D. The determination of a worker’s residual physical capacity shall be made by a health care provider defined in Subsection C, E or G of Section 52-4-1 NMSA 1978. If the worker or employer disagrees on who shall make this determination, the dispute shall be resolved in accordance with the provisions set forth in Section 52-1-51 NMSA 1978.

History

HISTORY:
1978 52-1-26.4, enacted by Laws 1990 (2nd S.S.), ch. 2, § 15; 2003, ch. 265, § 2.

Annotations

Notes to Decisions

Generally.

Applicability.

Burden of proof.

Capacity determination.

Disability.

Evidence.

           —Insufficient.

Expert.

Lump-sum award.

Pleadings.

Preexisting impairment.

Stipulation.

Time limitations.

      Generally.

Workers’ compensation judge improperly denied worker a workers’ compensation award of one point for inability to perform a specific vocational pursuit because the worker was not able to meet all the lifting requirements for each prior level. Medina v. Berg Constr., 1996-NMCA-087, 122 N.M. 350, 924 P.2d 1362, 1996 N.M. App. LEXIS 74 (N.M. Ct. App. 1996).

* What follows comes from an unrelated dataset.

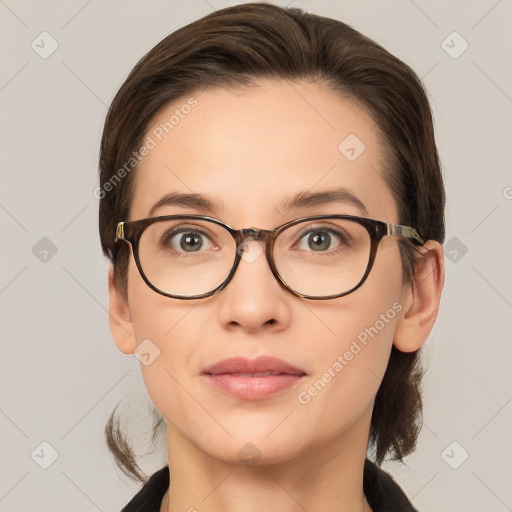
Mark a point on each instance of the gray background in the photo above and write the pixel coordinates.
(61, 373)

In a workers’ compensation proceeding, the workers’ compensation judge (WCJ) did not err in considering the worker’s employment history as a motel maid and dishwasher in classifying the worker’s usual and customary work rather than considering only the worker’s employment as an agricultural sort, which was the employment she held during the three years before the accident. No time frame was set forth in 52-1-26.4 NMSA 1978, and it was the WCJ’s prerogative, as fact finder, to consider, within reason and practicality, the worker’s entire work history and experience in order to determine what was her worker’s “usual and customary” work. Levario v. Ysidro Villareal Labor Agency, 1995-NMCA-133, 120 N.M. 734, 906 P.2d 266, 1995 N.M. App. LEXIS 122 (N.M. Ct. App. 1995).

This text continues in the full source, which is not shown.